Explore different ways to make learning fun. For example, help your child make play dough snakes and have them line them up over the letters. Even if preschoolers can not make snakes they can begin to explore spacial relationships of letter making. Or take a small mag light and pass it over the letters on a flash card in the way they would form the letters. Be careful as a parent that you don’t pass on bad habits of letter making to your children. For example, don’t trace back over letters. Teach them the proper way to grasp a pencil for forming letters. Starting at the top and learning the correct sequence for letter formation is necessary for success.
Hand Writing Without Tears is a handwriting curriculum that starts in preschool with activities and with toys to start the child off right. They use techniques that children remember like learning your LEAP FROG letters, that will help a child to remember to leap up to finish their letter.

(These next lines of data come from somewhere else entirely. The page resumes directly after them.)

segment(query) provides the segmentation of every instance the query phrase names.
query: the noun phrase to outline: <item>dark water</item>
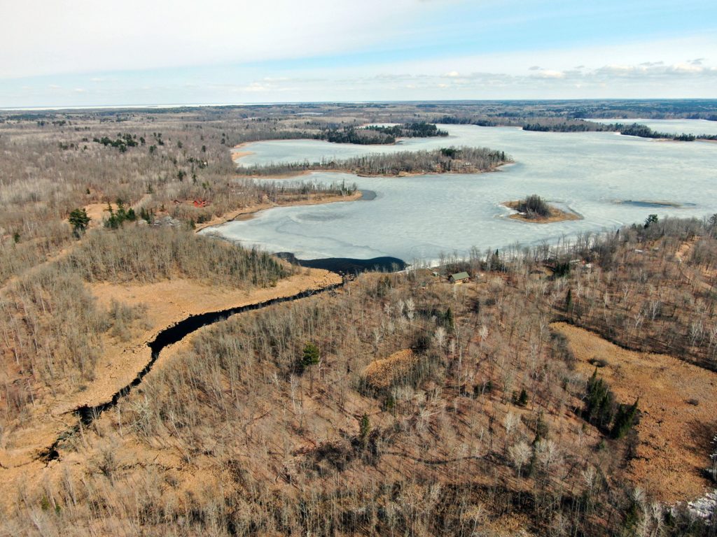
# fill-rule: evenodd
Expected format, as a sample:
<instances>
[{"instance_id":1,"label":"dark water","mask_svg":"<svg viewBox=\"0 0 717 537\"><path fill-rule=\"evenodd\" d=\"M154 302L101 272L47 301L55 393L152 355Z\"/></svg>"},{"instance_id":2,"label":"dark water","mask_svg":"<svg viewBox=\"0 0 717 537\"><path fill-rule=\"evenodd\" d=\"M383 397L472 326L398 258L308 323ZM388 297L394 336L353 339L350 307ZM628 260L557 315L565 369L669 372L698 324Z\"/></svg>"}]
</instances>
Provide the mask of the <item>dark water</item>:
<instances>
[{"instance_id":1,"label":"dark water","mask_svg":"<svg viewBox=\"0 0 717 537\"><path fill-rule=\"evenodd\" d=\"M679 208L694 206L694 203L673 203L669 201L648 201L645 200L624 200L617 202L620 205L629 205L632 207L645 207L653 208L665 208L668 207Z\"/></svg>"},{"instance_id":2,"label":"dark water","mask_svg":"<svg viewBox=\"0 0 717 537\"><path fill-rule=\"evenodd\" d=\"M323 268L339 274L357 274L361 272L396 272L402 271L408 263L397 257L374 257L372 259L354 259L350 257L330 257L320 259L297 259L291 252L275 254L293 265L310 268Z\"/></svg>"},{"instance_id":3,"label":"dark water","mask_svg":"<svg viewBox=\"0 0 717 537\"><path fill-rule=\"evenodd\" d=\"M138 385L144 379L145 375L146 375L147 373L152 369L155 362L157 361L157 359L159 358L159 353L161 352L162 349L168 345L171 345L174 343L176 343L177 342L184 339L188 335L194 332L196 332L202 326L206 326L219 321L224 321L232 315L244 313L245 311L252 311L257 309L262 309L262 308L272 306L274 304L281 304L282 302L289 302L293 300L311 296L315 294L325 293L328 291L332 291L338 287L341 287L343 286L344 283L345 281L342 281L341 284L336 284L334 285L328 286L328 287L323 287L320 289L303 291L300 293L297 293L296 294L290 296L281 296L276 299L272 299L271 300L267 300L264 302L259 302L257 304L239 306L236 308L223 309L219 311L210 311L209 313L199 314L197 315L190 315L186 319L180 321L176 324L173 324L164 330L162 330L157 334L157 337L153 341L147 344L149 348L152 350L152 357L150 359L149 363L148 363L147 365L137 374L137 376L135 377L135 378L133 379L128 384L115 392L109 401L95 406L84 406L77 408L75 411L75 413L79 418L80 423L69 430L65 431L54 441L52 445L41 452L39 455L40 459L44 460L45 462L49 462L50 460L59 458L60 452L58 450L60 445L80 430L81 425L85 427L90 425L92 422L99 417L103 412L115 406L122 397L128 395L132 390L132 388Z\"/></svg>"}]
</instances>

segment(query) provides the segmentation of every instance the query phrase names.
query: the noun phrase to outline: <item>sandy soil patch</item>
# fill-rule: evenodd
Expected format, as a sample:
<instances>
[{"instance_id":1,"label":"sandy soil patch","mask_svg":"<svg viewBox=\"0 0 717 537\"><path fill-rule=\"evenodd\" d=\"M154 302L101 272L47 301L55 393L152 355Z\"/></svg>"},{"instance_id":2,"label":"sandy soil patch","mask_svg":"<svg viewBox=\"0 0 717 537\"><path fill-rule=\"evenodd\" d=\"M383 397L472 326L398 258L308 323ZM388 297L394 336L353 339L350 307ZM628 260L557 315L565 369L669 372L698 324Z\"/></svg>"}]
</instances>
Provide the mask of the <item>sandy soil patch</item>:
<instances>
[{"instance_id":1,"label":"sandy soil patch","mask_svg":"<svg viewBox=\"0 0 717 537\"><path fill-rule=\"evenodd\" d=\"M388 388L401 377L409 375L417 362L418 357L413 351L404 349L371 362L364 370L364 377L371 387Z\"/></svg>"},{"instance_id":2,"label":"sandy soil patch","mask_svg":"<svg viewBox=\"0 0 717 537\"><path fill-rule=\"evenodd\" d=\"M513 209L513 211L518 211L518 207L520 205L520 201L506 201L503 203L505 207L509 209ZM564 222L569 220L582 220L582 216L575 213L571 213L567 211L562 211L559 209L557 207L553 207L550 205L550 216L541 216L537 218L531 218L524 213L516 213L516 214L511 214L508 216L509 218L513 220L517 220L520 222L526 222L527 223L552 223L554 222Z\"/></svg>"},{"instance_id":3,"label":"sandy soil patch","mask_svg":"<svg viewBox=\"0 0 717 537\"><path fill-rule=\"evenodd\" d=\"M717 373L667 354L627 351L565 323L551 328L567 338L580 372L592 374L589 362L604 359L607 364L598 374L618 400L640 397L640 443L630 478L663 501L703 495L709 483L702 473L717 432Z\"/></svg>"},{"instance_id":4,"label":"sandy soil patch","mask_svg":"<svg viewBox=\"0 0 717 537\"><path fill-rule=\"evenodd\" d=\"M103 283L90 286L102 307L109 307L113 299L129 305L144 304L146 326L127 342L107 337L93 381L88 382L82 391L44 398L42 403L38 402L33 407L32 419L26 420L22 428L8 427L0 447L0 465L9 468L31 463L40 451L76 423L74 410L109 400L113 394L129 384L151 358L147 343L163 329L190 315L288 296L341 281L339 276L328 271L302 269L299 274L280 280L275 287L251 291L186 279L146 285Z\"/></svg>"},{"instance_id":5,"label":"sandy soil patch","mask_svg":"<svg viewBox=\"0 0 717 537\"><path fill-rule=\"evenodd\" d=\"M102 221L105 218L110 218L110 211L107 210L107 203L90 203L85 205L85 211L87 211L87 216L92 218L90 221L90 228L102 226Z\"/></svg>"}]
</instances>

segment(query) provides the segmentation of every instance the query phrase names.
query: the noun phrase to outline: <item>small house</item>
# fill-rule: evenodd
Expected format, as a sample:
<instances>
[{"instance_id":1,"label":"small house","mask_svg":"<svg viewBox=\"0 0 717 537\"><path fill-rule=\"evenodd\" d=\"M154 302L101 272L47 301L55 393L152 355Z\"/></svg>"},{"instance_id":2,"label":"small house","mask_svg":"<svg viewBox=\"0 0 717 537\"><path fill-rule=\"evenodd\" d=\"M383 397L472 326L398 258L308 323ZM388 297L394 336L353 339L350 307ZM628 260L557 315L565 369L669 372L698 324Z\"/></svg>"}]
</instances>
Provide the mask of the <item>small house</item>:
<instances>
[{"instance_id":1,"label":"small house","mask_svg":"<svg viewBox=\"0 0 717 537\"><path fill-rule=\"evenodd\" d=\"M448 281L452 284L460 284L470 279L467 272L457 272L448 276Z\"/></svg>"}]
</instances>

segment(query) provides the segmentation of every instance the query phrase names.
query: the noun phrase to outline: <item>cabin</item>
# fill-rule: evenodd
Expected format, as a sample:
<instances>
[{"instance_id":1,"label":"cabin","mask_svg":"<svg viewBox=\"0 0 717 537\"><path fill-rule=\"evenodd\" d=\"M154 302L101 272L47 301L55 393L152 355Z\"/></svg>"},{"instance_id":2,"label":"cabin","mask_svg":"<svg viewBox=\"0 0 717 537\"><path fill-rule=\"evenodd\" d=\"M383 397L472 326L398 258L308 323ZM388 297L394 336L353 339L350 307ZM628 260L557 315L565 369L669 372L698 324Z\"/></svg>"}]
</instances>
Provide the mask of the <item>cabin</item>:
<instances>
[{"instance_id":1,"label":"cabin","mask_svg":"<svg viewBox=\"0 0 717 537\"><path fill-rule=\"evenodd\" d=\"M448 281L452 284L461 284L470 279L467 272L457 272L448 276Z\"/></svg>"}]
</instances>

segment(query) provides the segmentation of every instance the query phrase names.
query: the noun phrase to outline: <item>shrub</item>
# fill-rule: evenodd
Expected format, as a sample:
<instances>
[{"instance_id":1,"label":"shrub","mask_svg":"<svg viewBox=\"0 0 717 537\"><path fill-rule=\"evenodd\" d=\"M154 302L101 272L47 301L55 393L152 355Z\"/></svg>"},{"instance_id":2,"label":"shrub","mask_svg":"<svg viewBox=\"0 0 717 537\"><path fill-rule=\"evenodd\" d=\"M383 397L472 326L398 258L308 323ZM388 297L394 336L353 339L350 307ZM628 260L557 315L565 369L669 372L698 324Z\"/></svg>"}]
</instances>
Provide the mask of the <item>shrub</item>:
<instances>
[{"instance_id":1,"label":"shrub","mask_svg":"<svg viewBox=\"0 0 717 537\"><path fill-rule=\"evenodd\" d=\"M517 208L531 218L550 216L550 205L537 194L531 194L521 200L518 202Z\"/></svg>"}]
</instances>

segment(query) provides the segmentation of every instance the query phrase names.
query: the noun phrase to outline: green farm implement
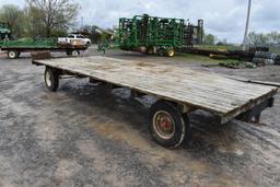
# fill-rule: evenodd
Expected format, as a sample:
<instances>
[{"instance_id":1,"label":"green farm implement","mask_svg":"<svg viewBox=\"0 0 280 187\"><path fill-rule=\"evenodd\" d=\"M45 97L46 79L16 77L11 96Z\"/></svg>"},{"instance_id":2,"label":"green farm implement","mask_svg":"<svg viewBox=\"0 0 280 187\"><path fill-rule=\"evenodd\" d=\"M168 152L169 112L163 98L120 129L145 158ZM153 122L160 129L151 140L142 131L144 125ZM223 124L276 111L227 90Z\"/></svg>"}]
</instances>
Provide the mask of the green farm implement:
<instances>
[{"instance_id":1,"label":"green farm implement","mask_svg":"<svg viewBox=\"0 0 280 187\"><path fill-rule=\"evenodd\" d=\"M192 46L202 40L203 21L195 26L183 19L136 15L119 19L119 46L124 50L137 50L160 56L175 55L182 46Z\"/></svg>"},{"instance_id":2,"label":"green farm implement","mask_svg":"<svg viewBox=\"0 0 280 187\"><path fill-rule=\"evenodd\" d=\"M67 55L79 56L80 51L85 50L84 45L59 44L55 38L47 39L22 39L22 40L0 40L0 49L8 51L11 59L20 57L21 52L32 51L66 51Z\"/></svg>"}]
</instances>

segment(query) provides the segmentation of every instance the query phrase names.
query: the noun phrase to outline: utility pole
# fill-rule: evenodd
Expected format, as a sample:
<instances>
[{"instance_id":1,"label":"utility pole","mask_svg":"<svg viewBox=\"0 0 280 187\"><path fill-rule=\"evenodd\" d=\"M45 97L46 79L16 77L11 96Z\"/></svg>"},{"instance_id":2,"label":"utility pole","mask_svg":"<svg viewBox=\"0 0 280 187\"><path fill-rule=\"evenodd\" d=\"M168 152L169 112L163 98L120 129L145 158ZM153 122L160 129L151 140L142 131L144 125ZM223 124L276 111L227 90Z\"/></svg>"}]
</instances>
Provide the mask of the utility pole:
<instances>
[{"instance_id":1,"label":"utility pole","mask_svg":"<svg viewBox=\"0 0 280 187\"><path fill-rule=\"evenodd\" d=\"M245 34L244 34L243 46L242 46L243 50L246 49L246 44L247 44L247 40L248 40L250 4L252 4L252 0L248 0L247 20L246 20Z\"/></svg>"}]
</instances>

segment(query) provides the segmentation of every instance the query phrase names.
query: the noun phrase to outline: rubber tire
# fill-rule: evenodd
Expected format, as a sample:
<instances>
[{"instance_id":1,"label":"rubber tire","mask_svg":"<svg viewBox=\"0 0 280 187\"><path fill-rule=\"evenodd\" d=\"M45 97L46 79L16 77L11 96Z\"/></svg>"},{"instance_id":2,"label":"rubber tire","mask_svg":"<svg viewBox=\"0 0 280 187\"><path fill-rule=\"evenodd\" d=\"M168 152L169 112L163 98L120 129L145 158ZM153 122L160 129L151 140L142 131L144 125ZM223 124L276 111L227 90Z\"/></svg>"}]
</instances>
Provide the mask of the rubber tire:
<instances>
[{"instance_id":1,"label":"rubber tire","mask_svg":"<svg viewBox=\"0 0 280 187\"><path fill-rule=\"evenodd\" d=\"M168 113L175 122L175 133L170 139L162 139L154 130L153 117L159 110ZM176 106L168 102L159 101L153 104L149 112L149 125L152 138L162 147L167 149L174 149L179 147L186 140L189 140L189 122L187 115L182 115Z\"/></svg>"},{"instance_id":2,"label":"rubber tire","mask_svg":"<svg viewBox=\"0 0 280 187\"><path fill-rule=\"evenodd\" d=\"M46 81L46 74L49 73L50 74L50 85L47 84ZM44 80L45 80L45 85L46 87L51 91L51 92L56 92L58 86L59 86L59 74L56 72L55 69L46 67L45 73L44 73Z\"/></svg>"},{"instance_id":3,"label":"rubber tire","mask_svg":"<svg viewBox=\"0 0 280 187\"><path fill-rule=\"evenodd\" d=\"M75 54L77 52L77 54ZM71 51L71 56L72 57L78 57L80 55L80 51L79 50L72 50Z\"/></svg>"},{"instance_id":4,"label":"rubber tire","mask_svg":"<svg viewBox=\"0 0 280 187\"><path fill-rule=\"evenodd\" d=\"M166 54L167 54L167 57L174 57L175 56L175 50L174 49L168 49Z\"/></svg>"},{"instance_id":5,"label":"rubber tire","mask_svg":"<svg viewBox=\"0 0 280 187\"><path fill-rule=\"evenodd\" d=\"M165 49L159 48L159 49L158 49L158 55L159 55L160 57L163 57L163 56L165 55Z\"/></svg>"},{"instance_id":6,"label":"rubber tire","mask_svg":"<svg viewBox=\"0 0 280 187\"><path fill-rule=\"evenodd\" d=\"M9 50L8 51L8 58L10 59L16 59L19 57L19 52L15 50Z\"/></svg>"}]
</instances>

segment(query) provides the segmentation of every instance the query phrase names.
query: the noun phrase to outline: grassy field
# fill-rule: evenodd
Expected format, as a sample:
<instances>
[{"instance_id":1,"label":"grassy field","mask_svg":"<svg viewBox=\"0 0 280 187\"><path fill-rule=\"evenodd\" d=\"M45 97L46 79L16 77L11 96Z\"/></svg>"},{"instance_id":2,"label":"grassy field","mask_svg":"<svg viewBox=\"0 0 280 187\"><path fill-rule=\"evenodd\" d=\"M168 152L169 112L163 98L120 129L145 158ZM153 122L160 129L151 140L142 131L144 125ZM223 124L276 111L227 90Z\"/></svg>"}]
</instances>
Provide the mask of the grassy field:
<instances>
[{"instance_id":1,"label":"grassy field","mask_svg":"<svg viewBox=\"0 0 280 187\"><path fill-rule=\"evenodd\" d=\"M200 49L208 49L208 50L242 50L241 46L234 46L234 45L226 45L226 46L198 45L195 47ZM269 51L280 55L280 47L269 47Z\"/></svg>"},{"instance_id":2,"label":"grassy field","mask_svg":"<svg viewBox=\"0 0 280 187\"><path fill-rule=\"evenodd\" d=\"M184 52L178 52L176 54L176 57L178 58L184 58L190 61L195 62L207 62L207 63L231 63L231 62L237 62L238 60L235 59L213 59L207 56L201 56L201 55L194 55L194 54L184 54Z\"/></svg>"}]
</instances>

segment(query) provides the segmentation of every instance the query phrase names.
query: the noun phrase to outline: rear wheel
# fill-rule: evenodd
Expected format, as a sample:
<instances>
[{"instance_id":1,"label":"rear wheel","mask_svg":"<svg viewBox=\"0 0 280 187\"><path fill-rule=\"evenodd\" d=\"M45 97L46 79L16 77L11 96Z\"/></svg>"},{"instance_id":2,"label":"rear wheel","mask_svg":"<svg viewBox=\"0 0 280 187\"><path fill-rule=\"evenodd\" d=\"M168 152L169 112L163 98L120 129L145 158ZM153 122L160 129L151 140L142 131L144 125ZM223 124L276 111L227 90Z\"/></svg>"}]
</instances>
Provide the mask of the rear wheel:
<instances>
[{"instance_id":1,"label":"rear wheel","mask_svg":"<svg viewBox=\"0 0 280 187\"><path fill-rule=\"evenodd\" d=\"M174 49L168 49L167 50L167 56L168 57L174 57L175 56L175 50Z\"/></svg>"},{"instance_id":2,"label":"rear wheel","mask_svg":"<svg viewBox=\"0 0 280 187\"><path fill-rule=\"evenodd\" d=\"M156 102L149 113L150 131L161 145L179 147L189 135L187 116L183 116L172 103Z\"/></svg>"},{"instance_id":3,"label":"rear wheel","mask_svg":"<svg viewBox=\"0 0 280 187\"><path fill-rule=\"evenodd\" d=\"M19 56L19 52L15 51L15 50L9 50L9 51L8 51L8 57L9 57L10 59L15 59L15 58L18 58L18 56Z\"/></svg>"},{"instance_id":4,"label":"rear wheel","mask_svg":"<svg viewBox=\"0 0 280 187\"><path fill-rule=\"evenodd\" d=\"M71 51L72 57L78 57L80 55L79 50L72 50Z\"/></svg>"},{"instance_id":5,"label":"rear wheel","mask_svg":"<svg viewBox=\"0 0 280 187\"><path fill-rule=\"evenodd\" d=\"M158 49L158 54L159 54L159 56L163 57L164 54L165 54L165 49L159 48L159 49Z\"/></svg>"},{"instance_id":6,"label":"rear wheel","mask_svg":"<svg viewBox=\"0 0 280 187\"><path fill-rule=\"evenodd\" d=\"M56 72L56 70L46 67L44 78L46 87L51 92L56 92L59 85L59 74Z\"/></svg>"}]
</instances>

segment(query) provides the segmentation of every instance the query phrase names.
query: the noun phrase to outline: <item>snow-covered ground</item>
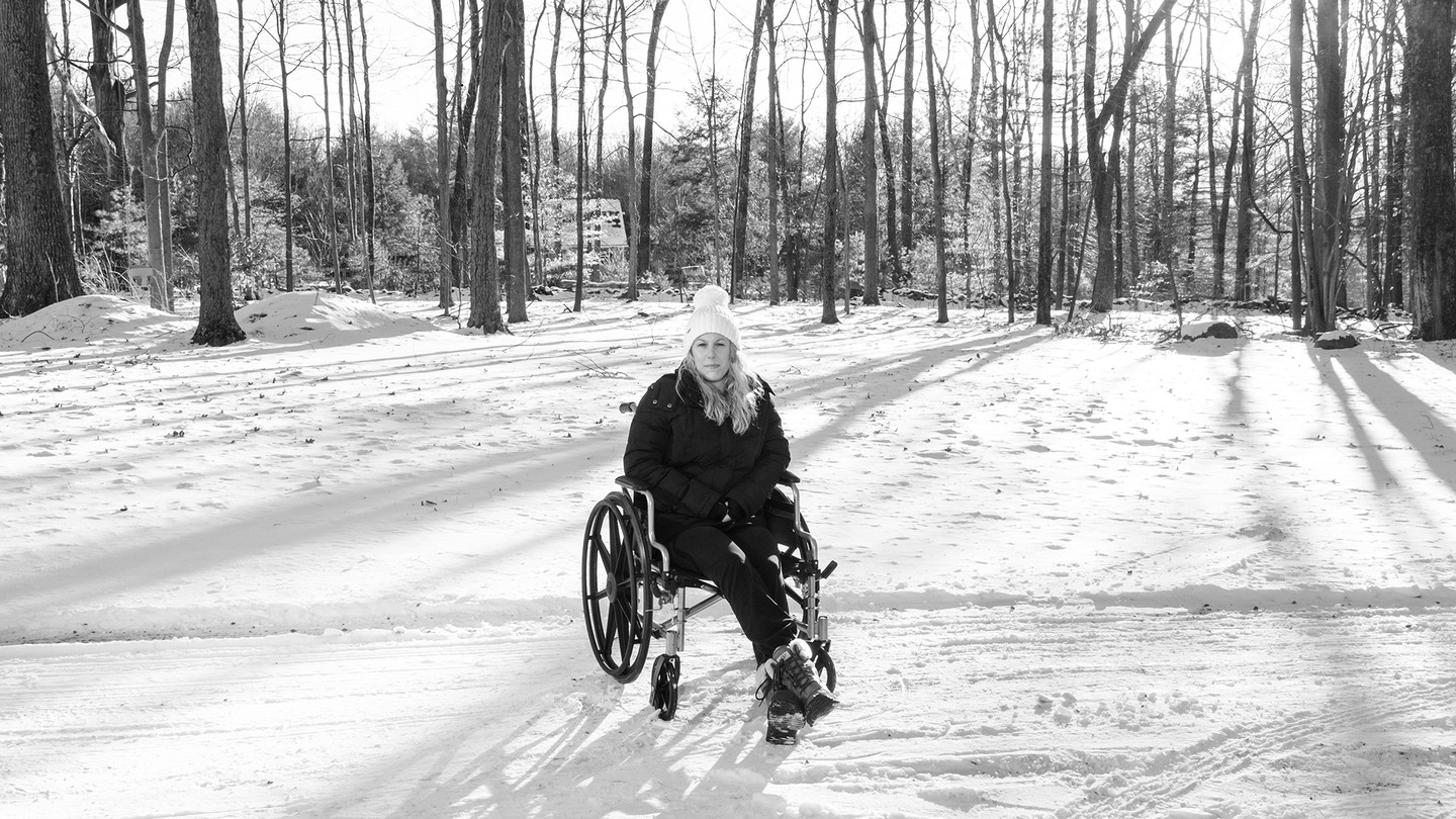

You know your child, and you as a parent know what they like, what motivates them, and you are their best teacher in the early years.
Check out Hand Writing Without Tears and look at some of the activities they use. For example, using a wet finger on a chalk board is sensory learning; the child feels how the letter is made with his or her finger. Next progress to a small piece of chalk or a small crayon and write on paper to teach the proper way to hold a pen or pencil when they are ready. Tip: don’t throw away broken crayons. A crayon about one inch long is the best size for teaching a child to grasp a pencil or pen. Give it a try and enjoy your time with your child. That is one of the first steps for teaching children that it can be fun to learn!